Part 1: Beta Reduction
In class we introduced beta reduction, which turns one expression into another by changing a subexpression that is a “((λ” (pronounced “left left lambda”, meaning an application of an abstraction).
In each question in this part, you will take a lambda calculus expression and keep beta-reducing it until it can no longer be beta-reduced. (An expression that cannot be beta-reduced is said to be in beta normal form.) Write out all the steps as a Racket list, defined as a constant in your code. Renaming variables (also known as alpha-conversion) does not count as a step and can be done anywhere at any time. Do not do any computation other than beta and alpha.
(define q0 '(((λ f (zero? (f 3))) ((λ x x) (λ x x))) ((λ f (zero? (f 3))) (λ x x)) (zero? ((λ x x) 3)) (zero? 3)))
(define q0 '(((λ f (zero? (f 3))) ((λ x x) (λ x x))) (zero? (((λ f f) (λ x x)) 3)) ; renamed x to f because I felt like it (zero? ((λ x x) 3)) (zero? 3)))
Tip: Do only one beta-reduction per step. Don’t combine multiple beta-reductions into one step, even if they operate on totally separate parts of the expression.
Tip: After every few steps, submit them to Autograder, which will check them and tell you if you got any of them wrong or just need to keep going.
Beta Recipe
find one expression in the form `((λ ,x ,body) ,rand)
find free variables in rand
for each free variable in rand, find if there is a bound variable in body that has the same name as that free variable, and rename the corresponding bound variable (both the formal and the occurrences) with a new name
return body, with every x in body replaced with rand
Reduce ((λ x (bake (x x))) (λ x (wash x))) to normal form and list the steps in q1.

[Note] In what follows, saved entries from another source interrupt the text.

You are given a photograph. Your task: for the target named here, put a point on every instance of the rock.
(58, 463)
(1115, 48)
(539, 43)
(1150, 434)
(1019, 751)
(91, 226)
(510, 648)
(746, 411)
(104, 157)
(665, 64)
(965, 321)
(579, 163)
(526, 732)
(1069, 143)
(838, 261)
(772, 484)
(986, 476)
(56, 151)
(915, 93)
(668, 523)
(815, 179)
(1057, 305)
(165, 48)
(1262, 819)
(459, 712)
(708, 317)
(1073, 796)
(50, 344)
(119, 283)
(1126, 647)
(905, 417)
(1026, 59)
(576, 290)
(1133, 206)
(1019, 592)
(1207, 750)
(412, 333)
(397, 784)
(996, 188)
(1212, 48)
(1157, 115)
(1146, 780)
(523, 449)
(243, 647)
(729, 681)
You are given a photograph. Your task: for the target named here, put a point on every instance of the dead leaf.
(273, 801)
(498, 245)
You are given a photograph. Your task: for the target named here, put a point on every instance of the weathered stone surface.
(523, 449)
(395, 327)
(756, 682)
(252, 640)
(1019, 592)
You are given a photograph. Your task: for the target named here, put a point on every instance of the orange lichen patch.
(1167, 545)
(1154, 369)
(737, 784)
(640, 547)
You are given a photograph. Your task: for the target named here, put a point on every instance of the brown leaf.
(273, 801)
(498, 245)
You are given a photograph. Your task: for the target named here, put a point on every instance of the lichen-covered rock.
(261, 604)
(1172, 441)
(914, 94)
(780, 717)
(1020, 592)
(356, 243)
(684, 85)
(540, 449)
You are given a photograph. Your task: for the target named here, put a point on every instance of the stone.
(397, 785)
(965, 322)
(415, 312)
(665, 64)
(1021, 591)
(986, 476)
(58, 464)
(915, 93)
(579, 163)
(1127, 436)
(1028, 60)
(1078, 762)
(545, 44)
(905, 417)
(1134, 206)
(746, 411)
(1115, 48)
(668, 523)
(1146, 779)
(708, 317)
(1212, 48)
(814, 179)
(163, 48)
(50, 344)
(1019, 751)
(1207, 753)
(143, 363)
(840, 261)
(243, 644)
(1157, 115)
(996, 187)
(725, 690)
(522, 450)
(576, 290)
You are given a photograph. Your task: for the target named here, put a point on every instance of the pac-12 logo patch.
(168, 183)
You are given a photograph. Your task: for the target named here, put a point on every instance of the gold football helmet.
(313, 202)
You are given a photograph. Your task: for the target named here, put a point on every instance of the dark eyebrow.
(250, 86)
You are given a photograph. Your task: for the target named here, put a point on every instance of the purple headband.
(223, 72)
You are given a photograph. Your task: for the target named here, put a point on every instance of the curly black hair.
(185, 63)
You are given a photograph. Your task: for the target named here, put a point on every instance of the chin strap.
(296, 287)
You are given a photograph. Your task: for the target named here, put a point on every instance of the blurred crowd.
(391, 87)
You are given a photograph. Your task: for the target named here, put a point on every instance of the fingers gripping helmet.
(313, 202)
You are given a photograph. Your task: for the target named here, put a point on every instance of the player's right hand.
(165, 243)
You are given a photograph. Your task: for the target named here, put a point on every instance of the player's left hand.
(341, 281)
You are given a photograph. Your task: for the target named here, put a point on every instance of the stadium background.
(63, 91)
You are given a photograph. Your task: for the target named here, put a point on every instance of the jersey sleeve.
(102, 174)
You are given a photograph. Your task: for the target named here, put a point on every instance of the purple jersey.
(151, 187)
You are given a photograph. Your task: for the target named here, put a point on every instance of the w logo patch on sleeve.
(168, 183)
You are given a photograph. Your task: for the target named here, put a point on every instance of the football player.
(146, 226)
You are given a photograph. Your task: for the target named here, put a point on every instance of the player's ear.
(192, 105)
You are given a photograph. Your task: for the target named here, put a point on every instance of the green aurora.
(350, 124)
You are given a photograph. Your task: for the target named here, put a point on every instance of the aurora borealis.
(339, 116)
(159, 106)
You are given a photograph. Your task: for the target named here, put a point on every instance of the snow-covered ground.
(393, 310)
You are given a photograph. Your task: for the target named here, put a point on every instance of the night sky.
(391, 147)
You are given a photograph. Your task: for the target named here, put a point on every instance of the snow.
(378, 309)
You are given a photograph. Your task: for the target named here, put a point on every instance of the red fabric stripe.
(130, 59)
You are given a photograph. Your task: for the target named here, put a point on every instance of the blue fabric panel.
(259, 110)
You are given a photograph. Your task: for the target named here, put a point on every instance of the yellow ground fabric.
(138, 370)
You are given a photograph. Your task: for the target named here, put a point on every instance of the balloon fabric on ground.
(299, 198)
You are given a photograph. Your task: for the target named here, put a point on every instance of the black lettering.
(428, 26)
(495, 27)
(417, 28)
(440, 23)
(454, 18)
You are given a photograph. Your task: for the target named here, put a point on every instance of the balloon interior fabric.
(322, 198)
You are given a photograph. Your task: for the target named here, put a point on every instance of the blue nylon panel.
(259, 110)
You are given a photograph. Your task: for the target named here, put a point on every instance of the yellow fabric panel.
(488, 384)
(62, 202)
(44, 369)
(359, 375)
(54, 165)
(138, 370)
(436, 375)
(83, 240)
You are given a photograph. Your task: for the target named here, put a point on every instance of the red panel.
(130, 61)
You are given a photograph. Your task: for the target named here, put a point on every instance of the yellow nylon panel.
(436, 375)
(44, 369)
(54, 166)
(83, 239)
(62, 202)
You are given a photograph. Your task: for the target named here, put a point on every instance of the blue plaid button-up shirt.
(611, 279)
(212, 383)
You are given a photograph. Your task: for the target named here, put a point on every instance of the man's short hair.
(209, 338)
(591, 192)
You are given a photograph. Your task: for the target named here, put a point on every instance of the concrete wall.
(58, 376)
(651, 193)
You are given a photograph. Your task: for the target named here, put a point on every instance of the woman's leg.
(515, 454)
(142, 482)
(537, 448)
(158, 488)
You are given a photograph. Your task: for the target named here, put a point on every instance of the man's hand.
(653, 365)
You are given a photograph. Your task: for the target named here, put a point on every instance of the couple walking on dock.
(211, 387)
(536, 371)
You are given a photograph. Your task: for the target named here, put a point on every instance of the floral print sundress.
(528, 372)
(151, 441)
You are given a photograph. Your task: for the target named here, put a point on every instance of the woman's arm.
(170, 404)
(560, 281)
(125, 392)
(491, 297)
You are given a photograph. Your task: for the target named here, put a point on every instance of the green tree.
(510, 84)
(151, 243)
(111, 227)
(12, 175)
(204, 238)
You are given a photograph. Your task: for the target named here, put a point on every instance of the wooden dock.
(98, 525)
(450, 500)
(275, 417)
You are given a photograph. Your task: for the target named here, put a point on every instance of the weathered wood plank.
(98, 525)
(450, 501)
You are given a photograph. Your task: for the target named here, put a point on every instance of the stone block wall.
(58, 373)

Reduce ((λ x (λ y ((toss (x y)) (y x)))) (λ x ((stir x) y))) to normal form and list the steps in q2.
Reduce ((λ x ((y (λ y (y x))) (λ x (x z)))) (λ x ((stir x) y))) to normal form and list the steps in q3.
Reduce ((λ f ((f f) (f f))) (λ f (λ x (f (f x))))) to normal form and list the steps in q4. This one is longer, but trust that it will terminate. The lambda calculus is a small language but can express any computation.
Part 2: Programming with Mutation
| Expr | = | Number | ||
| | | Boolean | |||
| | | Symbol | |||
| | | (λ Symbol Expr) | |||
| | | (Expr Expr) | |||
| | | (if Expr Expr Expr) |
+ is a curried function that adds two given numbers.
- is a curried function that subtracts the second given number from the first.
zero? is a function that tests whether the given number is zero.
newref is a function that stores the given value in a new location.
deref is a function that retrieves the current value in the given location.
setref is a curried function that mutates the given location to store the given value instead.
- Define explicit-accumulate to be an Expr that, when evaluated in the initial environment, creates a function that takes a number and returns the sum of all the numbers it has received so far. For instance, the program
`((λ f ((+ (f 10)) (f 7))) ,explicit-accumulate) should produce 27, because (f 10) produces 10 then (f 7) produces 17. In contrast, the beta-reduced`((+ (,explicit-accumulate 10)) (,explicit-accumulate 7)) should produce 17, because two separate functions are created.(Don’t you wish this language had let? Consider writing a compiler that turns programs with let into programs without.)
Hint: If this is the first program you write in our language, it might seem daunting. First practice writing simpler programs using newref and deref and setref. For instance, write a program that stores 5 in a new location, increments it, then reads it back. Then, write a curried function that swaps the contents of two locations.
Brainteasers
- Now write the same program in our lambda calculus with implicit references. Recall that the grammar of implicit references adds a new form := for assignment:
Expr = Number | Boolean | Symbol | (λ Symbol Expr) | (Expr Expr) | (if Expr Expr Expr) | (Symbol := Expr) The initial environment only contains + - zero?Define implicit-accumulate, by analogy with explicit-accumulate above.